CHAMPAIGN, lll. — Researchers report this month that MALAT1, a long non-coding RNA that is implicated in certain cancers, regulates pre-mRNA splicing – a critical step in the earliest stage of protein production. Their study appears in the journal Molecular Cell.
Nearly 5 percent of the human genome codes for proteins, and scientists are only beginning to understand the role of the rest of the “non-coding” genome. Among the least studied non-coding genes – which are transcribed from DNA to RNA but generally are not translated into proteins – are the long non-coding RNAs (lncRNAs).
Before the human genome was fully sequenced, it was a “protein-centric world,” said University of Illinois cell and developmental biology professor Kannanganattu Prasanth, who led the study. With the sequencing of the genome it became clear, however, that a majority of genes code for RNAs that are not translated into proteins.
In recent years, research on non-coding RNAs has blossomed, but most studies have focused only on small non-coding RNAs, which play critical roles in several aspects of cellular function. There have been comparatively fewer studies on lncRNAs, Prasanth said. As a result, researchers are only beginning to understand the functions of a few lncRNAs.
Prasanth’s laboratory focuses on understanding the role of lncRNAs, such as MALAT1, which normally are distributed in the nucleus of mammalian cells.
Preliminary studies suggest that lncRNAs carry out vital regulatory functions in cells. When those functions go awry, Prasanth said, serious consequences can result. Abnormal expression of the MALAT1 gene, for example, is implicated in many cancers, including breast, lung and liver cancers, “so the scientific world was interested in what this RNA could be doing in normal cells, and how changes in its expression correlate with cancer,” he said.
Prasanth was also the co-first-author of another study, recently published in The EMBO Journal, that found that MALAT1 plays a role in recruiting important proteins, called pre-mRNA splicing factors, to the site of gene transcription in the nucleus.

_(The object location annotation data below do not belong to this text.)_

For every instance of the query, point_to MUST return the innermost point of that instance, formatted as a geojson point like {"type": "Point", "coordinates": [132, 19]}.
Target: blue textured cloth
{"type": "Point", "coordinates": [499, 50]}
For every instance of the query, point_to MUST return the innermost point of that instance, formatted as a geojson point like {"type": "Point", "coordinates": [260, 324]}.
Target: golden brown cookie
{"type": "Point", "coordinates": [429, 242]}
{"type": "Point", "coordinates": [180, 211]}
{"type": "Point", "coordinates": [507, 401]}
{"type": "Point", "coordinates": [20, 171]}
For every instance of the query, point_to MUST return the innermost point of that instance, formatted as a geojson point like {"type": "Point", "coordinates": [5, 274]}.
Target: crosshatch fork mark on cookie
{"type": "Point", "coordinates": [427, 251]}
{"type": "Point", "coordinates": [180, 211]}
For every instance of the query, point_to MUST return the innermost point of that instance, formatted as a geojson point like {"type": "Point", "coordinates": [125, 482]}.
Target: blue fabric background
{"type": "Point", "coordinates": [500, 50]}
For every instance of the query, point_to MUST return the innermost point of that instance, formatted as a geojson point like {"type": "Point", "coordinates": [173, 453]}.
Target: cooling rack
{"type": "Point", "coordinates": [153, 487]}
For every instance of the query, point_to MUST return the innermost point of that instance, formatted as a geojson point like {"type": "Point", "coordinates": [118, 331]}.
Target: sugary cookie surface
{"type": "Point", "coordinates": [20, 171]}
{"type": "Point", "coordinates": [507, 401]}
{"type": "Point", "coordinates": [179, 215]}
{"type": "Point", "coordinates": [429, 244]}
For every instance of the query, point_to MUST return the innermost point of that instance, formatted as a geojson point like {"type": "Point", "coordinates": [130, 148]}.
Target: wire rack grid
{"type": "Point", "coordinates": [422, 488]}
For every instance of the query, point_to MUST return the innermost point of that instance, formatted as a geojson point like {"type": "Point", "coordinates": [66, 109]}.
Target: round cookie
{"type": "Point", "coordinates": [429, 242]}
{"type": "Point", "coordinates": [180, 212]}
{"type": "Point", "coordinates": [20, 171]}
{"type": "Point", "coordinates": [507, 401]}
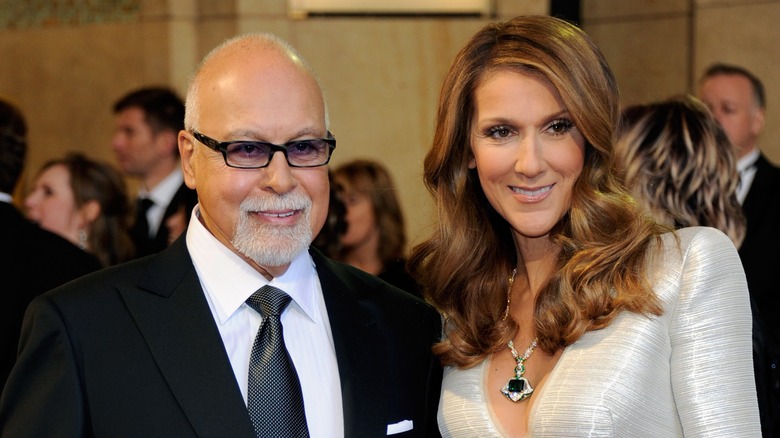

Pre-mRNA splicing involves cutting out unneeded sequences and piecing the mRNAs together before they are exported from the nucleus and translated into proteins.
“That study gave us the clue that MALAT1 is an important gene that might be involved in pre-mRNA metabolism,” Prasanth said.
In the new study, Prasanth and his colleagues tested the hypothesis that MALAT1 interacts with and modulates the behavior of a group of pre-mRNA splicing factors known as the SR-family splicing factors.
The researchers found that the MALAT1 sequence contains multiple regions that can bind SR-splicing proteins. Further experiments showed that MALAT1 does indeed bind to several members of the SR-proteins the team analyzed.
Furthermore, depleting cells of MALAT1 or over-expressing the splicing factors to which it can bind led to the same alteration in the splicing of a large number of pre-mRNAs in the cells, suggesting that MALAT1 latches onto the splicing factors and regulates their access to new transcripts.
“All of the data strongly suggest that MALAT1 is acting as a regulator of splicing by modulating the levels of the splicing factors in the cell,” Prasanth said.
This study verifies that MALAT1 plays a key role in pre-mRNA processing, with broad implications for human health, Prasanth said.
“Numerous studies have shown that aberrant splicing of pre-mRNA is a major issue associated with several diseases, including cancer,” he said. “Some of the factors we know interact with MALAT1 have been shown to be oncogenes. If you over-express these genes you can make a cell cancerous.”
“Similarly, some of the genes whose pre-mRNA splicing is controlled by MALAT1 are members of the cancer ‘signature genes,’ ” Prasanth said. “This means that their abnormal expression is directly correlated with several cancers.”
Postdoctoral researcher Vidisha Tripathi led this work, with assistance from undergraduate student David Song. Supriya Prasanth, a professor of cell and developmental biology at Illinois, and her graduate student, Zhen Shen, also contributed to the study. The research team also included scientists from the University of Toronto; ISIS Pharmaceuticals, Carlsbad, Calif.; and Wright State University, Dayton, Ohio.